NEWMOUNT TRAINS APPENTICES IN MINE MAINTENANCE (PAGE 35)

FIFTEEN unemployed youth from the Asutifi District in the Brong Ahafo Region, including four females, have been selected to undergo a four-year mine maintenance apprenticeship training at the Newmont Ghana Gold Limited at Kenyasi.
The Newmont apprenticeship programme has been designed to support and supplement the current recruitment and to provide training development opportunities for Ahafo Mine project communities.
The 14 beneficiaries were selected from among a list of 50 after a rigorous process, including mechanical aptitude test, mathematics, abstract reasoning, reading, comprehension, spelling and hands-on mechanical aptitude assessment.
They are being trained at a cost of approximately US$ 17,000 each for a duration of four years.
The selection process was also based on modalities contained in the Ahafo Social Responsibility Agreement, which ensures that all the 10 communities where the company is operating, had a fair and equitable opportunity to have their people selected without compromising the quality of the intake.

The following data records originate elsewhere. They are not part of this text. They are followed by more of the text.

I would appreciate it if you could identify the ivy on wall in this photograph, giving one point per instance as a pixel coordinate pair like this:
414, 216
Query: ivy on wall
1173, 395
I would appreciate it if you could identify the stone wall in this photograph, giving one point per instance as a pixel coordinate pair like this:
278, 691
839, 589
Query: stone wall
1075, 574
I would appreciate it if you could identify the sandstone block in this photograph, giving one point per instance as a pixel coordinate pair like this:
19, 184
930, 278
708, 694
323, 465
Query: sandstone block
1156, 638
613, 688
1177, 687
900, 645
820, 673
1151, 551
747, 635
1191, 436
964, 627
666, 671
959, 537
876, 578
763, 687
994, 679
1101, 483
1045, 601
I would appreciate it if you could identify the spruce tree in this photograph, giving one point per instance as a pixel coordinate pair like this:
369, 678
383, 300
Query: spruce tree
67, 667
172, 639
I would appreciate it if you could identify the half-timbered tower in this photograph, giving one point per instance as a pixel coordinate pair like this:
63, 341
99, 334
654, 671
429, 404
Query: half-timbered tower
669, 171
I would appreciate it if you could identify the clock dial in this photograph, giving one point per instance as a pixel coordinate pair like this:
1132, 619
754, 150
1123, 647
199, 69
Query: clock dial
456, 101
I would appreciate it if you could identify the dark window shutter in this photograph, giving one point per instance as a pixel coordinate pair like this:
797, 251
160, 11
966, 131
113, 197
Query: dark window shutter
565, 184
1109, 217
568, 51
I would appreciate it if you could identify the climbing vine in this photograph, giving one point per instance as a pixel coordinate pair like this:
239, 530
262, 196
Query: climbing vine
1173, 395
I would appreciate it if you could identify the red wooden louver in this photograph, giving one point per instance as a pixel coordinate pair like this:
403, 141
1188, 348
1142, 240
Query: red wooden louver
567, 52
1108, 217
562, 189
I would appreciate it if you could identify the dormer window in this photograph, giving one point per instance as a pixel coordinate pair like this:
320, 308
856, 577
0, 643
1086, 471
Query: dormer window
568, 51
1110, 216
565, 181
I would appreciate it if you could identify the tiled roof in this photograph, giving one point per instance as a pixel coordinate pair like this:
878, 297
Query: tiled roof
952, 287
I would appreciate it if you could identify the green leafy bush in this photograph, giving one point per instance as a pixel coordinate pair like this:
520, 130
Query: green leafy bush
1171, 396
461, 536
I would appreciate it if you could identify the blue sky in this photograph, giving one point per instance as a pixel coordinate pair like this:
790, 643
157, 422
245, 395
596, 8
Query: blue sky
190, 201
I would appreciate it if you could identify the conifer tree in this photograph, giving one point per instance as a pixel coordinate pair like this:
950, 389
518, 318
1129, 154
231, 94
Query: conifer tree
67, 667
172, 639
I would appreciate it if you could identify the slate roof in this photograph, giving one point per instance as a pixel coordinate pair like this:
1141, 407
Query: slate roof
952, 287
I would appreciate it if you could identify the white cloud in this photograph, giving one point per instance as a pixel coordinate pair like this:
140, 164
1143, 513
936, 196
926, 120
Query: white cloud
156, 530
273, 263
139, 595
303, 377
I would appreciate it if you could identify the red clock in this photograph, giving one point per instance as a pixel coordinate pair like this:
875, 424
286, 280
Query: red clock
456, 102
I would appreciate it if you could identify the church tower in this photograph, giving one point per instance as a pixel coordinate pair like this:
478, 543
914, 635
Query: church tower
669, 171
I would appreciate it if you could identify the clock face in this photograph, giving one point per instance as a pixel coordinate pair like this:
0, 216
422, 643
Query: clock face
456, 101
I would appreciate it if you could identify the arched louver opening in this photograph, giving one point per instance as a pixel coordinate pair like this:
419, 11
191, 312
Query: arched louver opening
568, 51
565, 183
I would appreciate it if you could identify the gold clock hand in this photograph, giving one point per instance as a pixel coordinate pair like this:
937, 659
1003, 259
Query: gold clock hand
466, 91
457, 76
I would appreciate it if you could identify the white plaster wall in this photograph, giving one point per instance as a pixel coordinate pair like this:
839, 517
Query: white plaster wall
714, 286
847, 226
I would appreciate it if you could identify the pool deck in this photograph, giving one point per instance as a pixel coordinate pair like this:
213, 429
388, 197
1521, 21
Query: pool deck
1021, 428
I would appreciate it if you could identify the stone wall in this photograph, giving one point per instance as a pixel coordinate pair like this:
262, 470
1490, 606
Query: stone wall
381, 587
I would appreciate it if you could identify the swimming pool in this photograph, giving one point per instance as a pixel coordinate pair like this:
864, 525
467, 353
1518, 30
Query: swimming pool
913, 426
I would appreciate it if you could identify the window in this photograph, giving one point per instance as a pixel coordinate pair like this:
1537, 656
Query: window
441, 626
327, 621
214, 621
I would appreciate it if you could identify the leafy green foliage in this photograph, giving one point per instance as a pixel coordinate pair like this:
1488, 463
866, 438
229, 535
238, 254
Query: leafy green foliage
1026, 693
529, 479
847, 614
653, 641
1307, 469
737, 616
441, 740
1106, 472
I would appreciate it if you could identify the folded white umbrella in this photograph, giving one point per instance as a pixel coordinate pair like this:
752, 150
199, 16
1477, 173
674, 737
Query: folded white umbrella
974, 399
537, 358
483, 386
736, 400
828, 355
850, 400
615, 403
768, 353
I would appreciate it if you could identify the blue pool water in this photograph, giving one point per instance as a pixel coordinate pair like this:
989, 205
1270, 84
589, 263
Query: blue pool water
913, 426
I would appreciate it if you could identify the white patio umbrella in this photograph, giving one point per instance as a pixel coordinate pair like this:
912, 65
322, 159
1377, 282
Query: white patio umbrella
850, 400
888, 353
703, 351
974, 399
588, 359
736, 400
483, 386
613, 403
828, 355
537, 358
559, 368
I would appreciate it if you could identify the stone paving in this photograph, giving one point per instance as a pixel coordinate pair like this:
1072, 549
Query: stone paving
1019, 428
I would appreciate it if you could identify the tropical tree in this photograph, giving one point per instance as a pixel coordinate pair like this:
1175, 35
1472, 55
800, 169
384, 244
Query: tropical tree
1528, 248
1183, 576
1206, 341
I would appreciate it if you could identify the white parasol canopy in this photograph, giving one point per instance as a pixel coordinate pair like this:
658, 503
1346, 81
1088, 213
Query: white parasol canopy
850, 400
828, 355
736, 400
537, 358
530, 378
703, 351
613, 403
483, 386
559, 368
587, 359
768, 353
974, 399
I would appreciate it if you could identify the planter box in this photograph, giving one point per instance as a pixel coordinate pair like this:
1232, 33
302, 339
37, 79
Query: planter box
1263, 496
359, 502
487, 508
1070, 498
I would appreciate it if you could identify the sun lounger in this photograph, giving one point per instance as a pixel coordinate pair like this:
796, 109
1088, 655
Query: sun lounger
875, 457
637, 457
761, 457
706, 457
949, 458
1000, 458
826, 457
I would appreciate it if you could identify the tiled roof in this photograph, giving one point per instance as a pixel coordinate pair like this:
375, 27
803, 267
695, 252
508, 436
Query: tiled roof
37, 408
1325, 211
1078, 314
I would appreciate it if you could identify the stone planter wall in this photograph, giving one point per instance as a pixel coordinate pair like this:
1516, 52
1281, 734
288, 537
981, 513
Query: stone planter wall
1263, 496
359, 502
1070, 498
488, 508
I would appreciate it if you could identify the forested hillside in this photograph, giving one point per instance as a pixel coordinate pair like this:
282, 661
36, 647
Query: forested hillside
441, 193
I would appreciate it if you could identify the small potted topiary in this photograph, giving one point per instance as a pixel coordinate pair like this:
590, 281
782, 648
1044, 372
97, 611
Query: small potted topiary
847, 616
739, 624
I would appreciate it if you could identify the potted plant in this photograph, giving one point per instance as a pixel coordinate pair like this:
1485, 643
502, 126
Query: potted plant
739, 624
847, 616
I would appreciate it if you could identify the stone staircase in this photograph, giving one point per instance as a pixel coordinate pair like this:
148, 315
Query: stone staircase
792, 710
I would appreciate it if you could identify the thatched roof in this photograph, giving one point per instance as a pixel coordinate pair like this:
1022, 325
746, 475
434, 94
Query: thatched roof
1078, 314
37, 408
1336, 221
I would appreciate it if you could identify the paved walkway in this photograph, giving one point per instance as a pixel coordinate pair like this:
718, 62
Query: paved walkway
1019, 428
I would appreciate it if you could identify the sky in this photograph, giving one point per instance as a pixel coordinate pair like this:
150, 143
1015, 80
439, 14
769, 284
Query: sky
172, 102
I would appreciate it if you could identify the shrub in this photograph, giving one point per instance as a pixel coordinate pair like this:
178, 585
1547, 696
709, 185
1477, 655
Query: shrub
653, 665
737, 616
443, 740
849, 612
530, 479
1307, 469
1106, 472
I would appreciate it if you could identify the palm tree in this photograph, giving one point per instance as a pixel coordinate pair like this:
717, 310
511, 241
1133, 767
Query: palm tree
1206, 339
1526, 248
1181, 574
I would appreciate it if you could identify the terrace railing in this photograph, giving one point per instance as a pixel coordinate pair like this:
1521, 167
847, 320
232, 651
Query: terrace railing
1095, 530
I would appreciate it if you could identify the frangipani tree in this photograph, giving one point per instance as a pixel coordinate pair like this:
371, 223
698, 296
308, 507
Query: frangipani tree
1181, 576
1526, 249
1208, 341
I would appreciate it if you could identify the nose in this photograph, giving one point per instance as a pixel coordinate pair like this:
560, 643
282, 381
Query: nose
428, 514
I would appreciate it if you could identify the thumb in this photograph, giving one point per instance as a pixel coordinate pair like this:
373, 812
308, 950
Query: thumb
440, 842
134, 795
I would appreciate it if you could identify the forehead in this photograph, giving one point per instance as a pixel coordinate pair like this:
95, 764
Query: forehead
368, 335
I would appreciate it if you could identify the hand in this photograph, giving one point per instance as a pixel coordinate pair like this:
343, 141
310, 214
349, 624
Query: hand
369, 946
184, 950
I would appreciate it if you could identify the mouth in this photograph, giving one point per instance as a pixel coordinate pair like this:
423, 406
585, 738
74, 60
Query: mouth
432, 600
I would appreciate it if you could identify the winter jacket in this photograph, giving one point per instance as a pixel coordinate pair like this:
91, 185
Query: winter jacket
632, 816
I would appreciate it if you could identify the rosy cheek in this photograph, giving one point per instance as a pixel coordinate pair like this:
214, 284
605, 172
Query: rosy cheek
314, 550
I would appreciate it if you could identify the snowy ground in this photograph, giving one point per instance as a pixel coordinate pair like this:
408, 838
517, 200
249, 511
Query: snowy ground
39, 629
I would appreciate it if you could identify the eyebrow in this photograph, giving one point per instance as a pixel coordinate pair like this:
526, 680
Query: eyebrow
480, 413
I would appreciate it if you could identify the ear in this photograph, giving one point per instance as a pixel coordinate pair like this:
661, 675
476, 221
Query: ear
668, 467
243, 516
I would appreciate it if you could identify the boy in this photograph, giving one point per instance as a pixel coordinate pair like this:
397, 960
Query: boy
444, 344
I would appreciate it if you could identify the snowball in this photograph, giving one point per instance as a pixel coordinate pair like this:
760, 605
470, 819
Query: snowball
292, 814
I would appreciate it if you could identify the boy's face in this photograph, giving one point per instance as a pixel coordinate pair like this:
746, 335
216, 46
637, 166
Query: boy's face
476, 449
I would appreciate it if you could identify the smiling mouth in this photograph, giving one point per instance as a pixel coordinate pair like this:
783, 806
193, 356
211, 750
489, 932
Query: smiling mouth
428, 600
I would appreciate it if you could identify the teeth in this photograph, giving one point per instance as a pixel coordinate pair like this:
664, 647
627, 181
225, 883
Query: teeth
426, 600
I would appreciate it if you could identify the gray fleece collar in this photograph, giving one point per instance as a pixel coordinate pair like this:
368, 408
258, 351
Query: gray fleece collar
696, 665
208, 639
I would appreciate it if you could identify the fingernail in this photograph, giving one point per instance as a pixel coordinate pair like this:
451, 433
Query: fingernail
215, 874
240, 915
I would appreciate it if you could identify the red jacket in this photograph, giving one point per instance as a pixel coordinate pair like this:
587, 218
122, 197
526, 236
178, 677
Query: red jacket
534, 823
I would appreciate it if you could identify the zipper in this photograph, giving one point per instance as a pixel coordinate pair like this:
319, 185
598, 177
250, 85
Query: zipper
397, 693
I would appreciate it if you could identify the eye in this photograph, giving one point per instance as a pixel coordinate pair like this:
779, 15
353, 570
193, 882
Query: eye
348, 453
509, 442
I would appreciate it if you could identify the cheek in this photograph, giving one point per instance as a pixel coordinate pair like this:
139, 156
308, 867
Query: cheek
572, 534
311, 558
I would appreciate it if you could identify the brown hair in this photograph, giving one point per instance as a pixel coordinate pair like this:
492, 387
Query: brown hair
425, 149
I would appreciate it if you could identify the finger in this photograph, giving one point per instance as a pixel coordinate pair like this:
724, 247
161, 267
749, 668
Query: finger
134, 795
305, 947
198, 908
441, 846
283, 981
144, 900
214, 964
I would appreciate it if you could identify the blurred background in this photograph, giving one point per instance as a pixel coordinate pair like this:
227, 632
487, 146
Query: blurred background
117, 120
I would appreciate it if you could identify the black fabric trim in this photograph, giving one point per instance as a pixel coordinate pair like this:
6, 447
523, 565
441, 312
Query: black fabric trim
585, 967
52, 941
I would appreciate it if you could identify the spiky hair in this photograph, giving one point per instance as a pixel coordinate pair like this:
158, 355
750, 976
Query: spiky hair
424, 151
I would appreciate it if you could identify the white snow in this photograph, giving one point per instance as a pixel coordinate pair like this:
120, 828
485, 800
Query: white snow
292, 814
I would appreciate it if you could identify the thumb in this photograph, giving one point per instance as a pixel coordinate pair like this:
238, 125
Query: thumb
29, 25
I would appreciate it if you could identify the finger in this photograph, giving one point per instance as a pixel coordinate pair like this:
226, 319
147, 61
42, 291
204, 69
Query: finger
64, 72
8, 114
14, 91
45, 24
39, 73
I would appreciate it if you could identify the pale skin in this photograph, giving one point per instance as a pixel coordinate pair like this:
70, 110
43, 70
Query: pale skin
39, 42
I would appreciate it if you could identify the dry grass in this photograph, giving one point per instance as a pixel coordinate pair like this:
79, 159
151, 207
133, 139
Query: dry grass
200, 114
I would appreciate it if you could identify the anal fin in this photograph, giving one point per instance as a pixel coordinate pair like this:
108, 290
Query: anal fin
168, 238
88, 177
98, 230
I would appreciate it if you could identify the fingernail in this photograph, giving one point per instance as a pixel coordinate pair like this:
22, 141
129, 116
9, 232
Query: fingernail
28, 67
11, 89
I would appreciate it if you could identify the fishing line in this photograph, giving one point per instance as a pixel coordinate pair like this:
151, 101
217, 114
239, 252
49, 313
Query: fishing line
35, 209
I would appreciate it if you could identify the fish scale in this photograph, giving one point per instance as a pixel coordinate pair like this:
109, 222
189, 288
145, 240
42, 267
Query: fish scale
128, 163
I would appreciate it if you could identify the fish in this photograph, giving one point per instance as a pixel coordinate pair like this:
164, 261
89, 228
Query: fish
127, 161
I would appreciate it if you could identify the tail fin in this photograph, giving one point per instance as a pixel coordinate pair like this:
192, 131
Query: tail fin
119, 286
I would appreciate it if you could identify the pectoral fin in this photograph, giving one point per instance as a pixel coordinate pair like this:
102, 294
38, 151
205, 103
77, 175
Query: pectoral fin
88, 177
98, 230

Currently, a group of 28 young people, who were selected last year, are undergoing the same apprenticeship training, and upon completion of their four-year programme, they would be awarded City and Guilds of London Institute certificate.
At a ceremony to matriculate the apprentices, the General Manager, Environment and Social Responsibility of Ahafo Mine, Mr Dan V. Michaelsen, explained that the NGGL realised that apprenticeship was an excellent opportunity to develop local skills to meet the rising demands of its operations.
He said the apprenticeship training programme was started during the construction phase of the mine to address some major mine operation challenges facing the company in terms of qualified personnel for the plant.
According to Mr Michaelsen, the introduction of the programme provided the company with three distinctive advantages, namely deepening its social responsibility commitments to its host communities, helping in meeting the company’s commitment of developing the people in pursuit of excellence and offering a unique opportunity of meeting Newmont’s human resource needs.
The Maintenance Training Superintendent of the company, Mr Eddy Durfee, stated that his outfit considered the programme a worthwhile investment and also as a further proof of its value to develop the people in the operational area to pursue excellence in whatever endeavour it chose.
The Chief Executive Officer (CEO) of the Ghana Chamber of Mines, Ms Joyce Aryee, stated that the global economy was becoming a skills-based one and that the survival of today’s youth in such a system depended largely on the set of skills they were able to acquire.
She said the situation in the mining industry was no different, as it required a large skilled workforce to stay on the top of the competition.
Ms Aryee stressed that mining companies had to always grapple with the challenge of providing employment opportunities to their host communities, when, in fact, there were sometimes just a few people with those set of skills required to work in such a highly specialised sector.
She commended Newmont for the institution of the apprenticeship programme to provide the young men and women with life-time skills that would make them competitive not only in the mining industry, but also beyond it.